CREATE TABLE employees (
id NUMBER,
name VARCHAR(100)
);
- CHAR or CHARACTER: These data types are used to store text of a fixed length. For example, you might use it to store the two-letter state codes in an address.
CREATE TABLE addresses (
id NUMBER,
state CHAR(2)
);
- STRING or TEXT: These data types are synonymous with VARCHAR in Snowflake. You can use them in the same way you would use VARCHAR.

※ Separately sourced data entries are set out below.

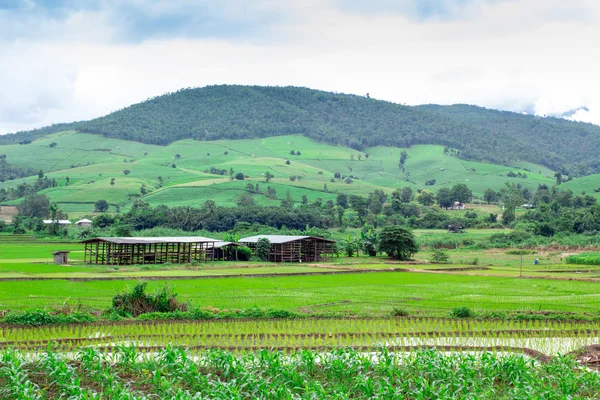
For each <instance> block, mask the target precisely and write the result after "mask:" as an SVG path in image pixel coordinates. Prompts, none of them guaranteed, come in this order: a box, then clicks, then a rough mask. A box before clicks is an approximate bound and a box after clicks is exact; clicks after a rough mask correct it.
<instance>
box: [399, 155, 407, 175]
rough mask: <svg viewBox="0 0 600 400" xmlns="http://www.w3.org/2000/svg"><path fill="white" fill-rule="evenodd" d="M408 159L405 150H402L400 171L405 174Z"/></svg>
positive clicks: (399, 161) (399, 163) (400, 162)
mask: <svg viewBox="0 0 600 400" xmlns="http://www.w3.org/2000/svg"><path fill="white" fill-rule="evenodd" d="M407 158H408V153H407V152H406V151H404V150H402V151H401V152H400V161H398V168H400V171H402V172H404V171H405V168H404V164H405V163H406V159H407Z"/></svg>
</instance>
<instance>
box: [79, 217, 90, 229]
mask: <svg viewBox="0 0 600 400" xmlns="http://www.w3.org/2000/svg"><path fill="white" fill-rule="evenodd" d="M75 225H77V226H84V227H89V226H92V221H90V220H89V219H87V218H84V219H80V220H79V221H77V222H75Z"/></svg>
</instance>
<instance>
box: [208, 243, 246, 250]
mask: <svg viewBox="0 0 600 400" xmlns="http://www.w3.org/2000/svg"><path fill="white" fill-rule="evenodd" d="M214 246H215V247H216V248H217V249H218V248H221V247H225V246H240V244H239V243H235V242H215V243H214Z"/></svg>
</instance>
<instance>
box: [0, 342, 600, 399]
mask: <svg viewBox="0 0 600 400" xmlns="http://www.w3.org/2000/svg"><path fill="white" fill-rule="evenodd" d="M0 381H1V382H2V385H1V388H0V395H1V396H2V398H4V399H25V398H26V399H47V398H70V399H100V398H107V399H148V398H159V399H203V398H213V399H267V398H272V399H294V398H297V399H300V398H336V399H349V398H388V399H397V398H413V399H481V398H490V399H492V398H493V399H515V398H518V399H532V398H536V399H563V398H590V399H593V398H599V396H600V395H599V392H600V376H599V375H598V374H596V373H594V372H590V371H586V370H584V369H582V368H581V367H580V366H579V365H578V363H577V362H576V361H575V359H574V358H573V357H556V358H554V359H552V360H550V361H549V362H547V363H539V362H536V361H532V360H530V359H528V358H526V357H524V356H522V355H497V354H492V353H489V352H482V353H479V354H477V355H473V354H450V355H448V354H443V353H440V352H438V351H436V350H433V349H429V350H426V349H424V350H418V351H415V352H413V353H411V354H409V355H398V354H394V353H391V352H389V351H387V350H386V349H385V348H382V349H380V350H378V351H375V352H372V353H359V352H356V351H354V350H351V349H338V350H334V351H330V352H320V353H318V352H314V351H310V350H299V351H297V352H294V353H292V354H284V353H282V352H278V351H268V350H263V351H259V352H256V353H248V354H245V355H243V356H241V357H235V356H234V355H232V354H231V353H229V352H226V351H221V350H211V351H207V352H205V353H202V354H201V355H199V356H196V357H194V356H192V355H191V354H189V353H188V352H186V351H184V350H182V349H180V348H174V347H171V346H168V347H166V348H164V349H162V350H160V351H158V352H156V353H154V354H150V355H147V354H146V355H141V354H139V352H138V350H137V348H136V347H135V346H121V347H119V348H117V349H116V350H115V351H114V352H111V353H106V352H101V351H98V350H96V349H94V348H87V349H82V350H80V351H78V352H77V353H76V354H75V355H74V356H73V357H64V356H62V355H60V354H57V353H56V352H54V351H53V349H52V348H51V347H49V348H48V350H47V351H46V352H44V353H42V354H41V355H40V356H39V357H38V358H36V359H34V360H32V359H31V358H27V357H26V356H25V355H23V354H22V353H20V352H17V351H14V350H7V351H4V352H3V353H2V355H1V358H0Z"/></svg>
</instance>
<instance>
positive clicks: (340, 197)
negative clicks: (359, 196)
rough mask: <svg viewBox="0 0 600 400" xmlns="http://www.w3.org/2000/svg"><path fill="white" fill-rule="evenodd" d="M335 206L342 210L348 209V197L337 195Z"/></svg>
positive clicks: (339, 194) (342, 195)
mask: <svg viewBox="0 0 600 400" xmlns="http://www.w3.org/2000/svg"><path fill="white" fill-rule="evenodd" d="M335 204H337V205H338V206H340V207H343V208H344V209H346V208H348V207H349V206H348V196H347V195H345V194H344V193H339V194H338V195H337V197H336V199H335Z"/></svg>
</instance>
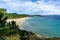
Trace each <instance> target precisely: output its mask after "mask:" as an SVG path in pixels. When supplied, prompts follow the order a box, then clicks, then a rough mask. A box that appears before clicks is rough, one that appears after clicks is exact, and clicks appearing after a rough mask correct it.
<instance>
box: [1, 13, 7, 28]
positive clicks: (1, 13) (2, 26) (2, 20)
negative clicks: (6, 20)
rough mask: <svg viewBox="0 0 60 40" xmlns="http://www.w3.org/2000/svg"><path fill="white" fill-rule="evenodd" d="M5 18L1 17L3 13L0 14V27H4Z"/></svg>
mask: <svg viewBox="0 0 60 40" xmlns="http://www.w3.org/2000/svg"><path fill="white" fill-rule="evenodd" d="M6 20H7V16H3V13H0V27H3V26H5V25H6Z"/></svg>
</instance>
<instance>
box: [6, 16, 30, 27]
mask: <svg viewBox="0 0 60 40" xmlns="http://www.w3.org/2000/svg"><path fill="white" fill-rule="evenodd" d="M29 18H30V17H25V18H17V19H8V20H7V22H10V21H16V24H17V25H19V26H20V25H22V24H23V23H24V22H25V21H26V20H27V19H29Z"/></svg>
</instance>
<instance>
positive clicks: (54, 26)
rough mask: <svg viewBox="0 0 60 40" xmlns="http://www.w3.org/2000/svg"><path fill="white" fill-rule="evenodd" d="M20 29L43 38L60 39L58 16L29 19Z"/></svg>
mask: <svg viewBox="0 0 60 40" xmlns="http://www.w3.org/2000/svg"><path fill="white" fill-rule="evenodd" d="M21 28H23V30H27V31H31V32H33V33H35V34H39V35H41V36H45V37H60V16H59V15H50V16H42V17H37V16H36V17H31V18H29V19H28V20H26V22H25V23H23V25H22V27H21Z"/></svg>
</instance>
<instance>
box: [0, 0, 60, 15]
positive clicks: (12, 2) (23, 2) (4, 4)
mask: <svg viewBox="0 0 60 40" xmlns="http://www.w3.org/2000/svg"><path fill="white" fill-rule="evenodd" d="M0 1H2V2H5V3H6V4H2V5H1V4H0V7H4V8H7V9H8V10H13V11H14V12H17V13H19V12H20V13H29V14H31V13H32V14H42V15H43V14H44V15H47V14H49V15H50V14H60V9H57V7H56V6H55V4H51V3H52V1H50V2H48V3H46V2H44V0H41V1H40V0H39V1H36V2H31V1H21V0H18V1H16V0H13V1H12V0H0Z"/></svg>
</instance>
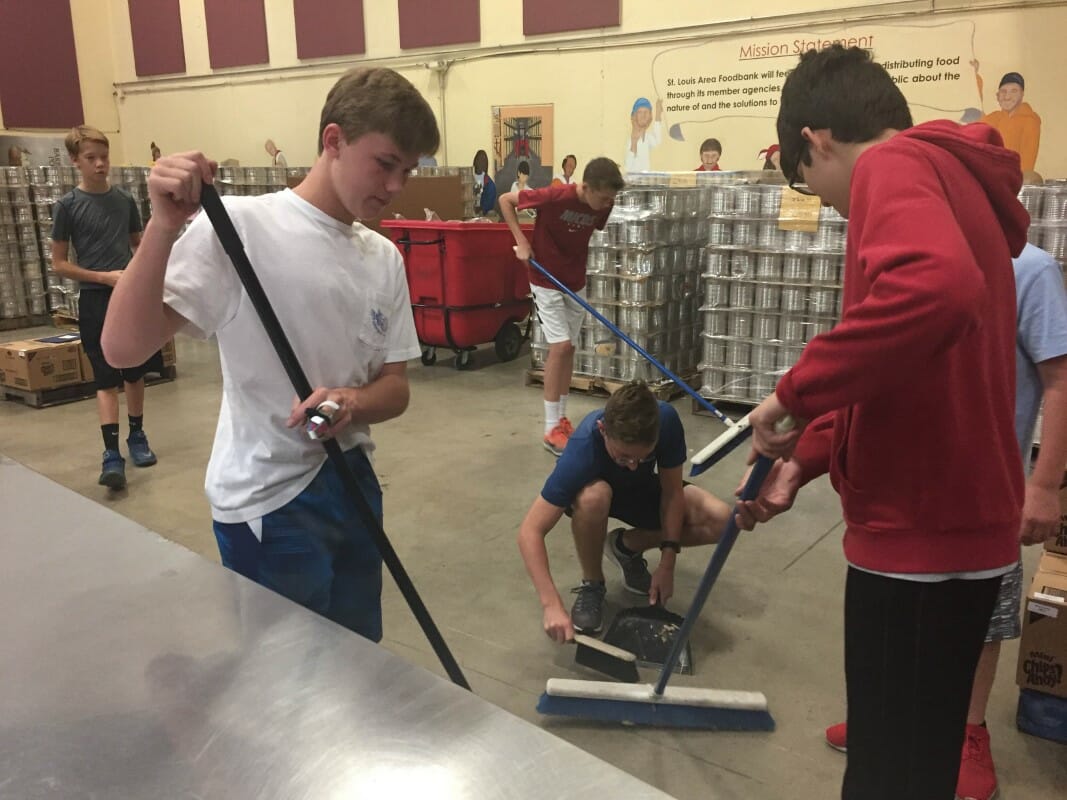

Snowflake Numeric Data Types
Snowflake offers a variety of numeric data types, including NUMBER, DECIMAL, NUMERIC, INT, INTEGER, BIGINT, SMALLINT, FLOAT, FLOAT4, FLOAT8, DOUBLE, DOUBLE PRECISION, and REAL. Here are some examples of how you might use these data types:
- NUMBER: This data type is used to store whole numbers. For example, you might use it to store the number of units sold of a product.
CREATE TABLE sales (
id NUMBER,
units_sold NUMBER
);
- DECIMAL or NUMERIC: These data types are used to store numbers with decimal points. For example, you might use it to store the price of a product.
CREATE TABLE products (
id NUMBER,
price DECIMAL(10, 2)
);
- FLOAT or DOUBLE: These data types are used to store floating-point numbers. For example, you might use it to store the weight of a product.
CREATE TABLE products (
id NUMBER,
weight FLOAT
);
Conclusion
Understanding Snowflake data types is crucial for anyone working with Snowflake. Whether you're storing whole numbers, text, true or false values, dates, or more complex data structures, Snowflake has a data type that can handle it. By understanding these data types, you can ensure that your data is stored efficiently and accurately, making your data operations smoother and more effective.
FAQs
-
What are Snowflake data types? Snowflake data types are the specific type of data that can be stored in Snowflake columns. They include numeric data types, string data types, logical data types, date and time data types, semi-structured data types, and geospatial data types.
-
How do you check the data type in Snowflake? You can check the data type of a column in Snowflake using the
INFORMATION_SCHEMA.COLUMNS
view. This view contains a row for each column in a table, and it includes a column namedDATA_TYPE
that tells you the data type of each column. -
What is the difference between SQL and Snowflake data types? While Snowflake supports a wide range of SQL data types, there are some differences. For example, the INTEGER data type in SQL corresponds to the NUMBER data type in Snowflake. Similarly, the VARCHAR, BOOLEAN, DATE, and TIMESTAMP data types in SQL correspond to the same data types in Snowflake.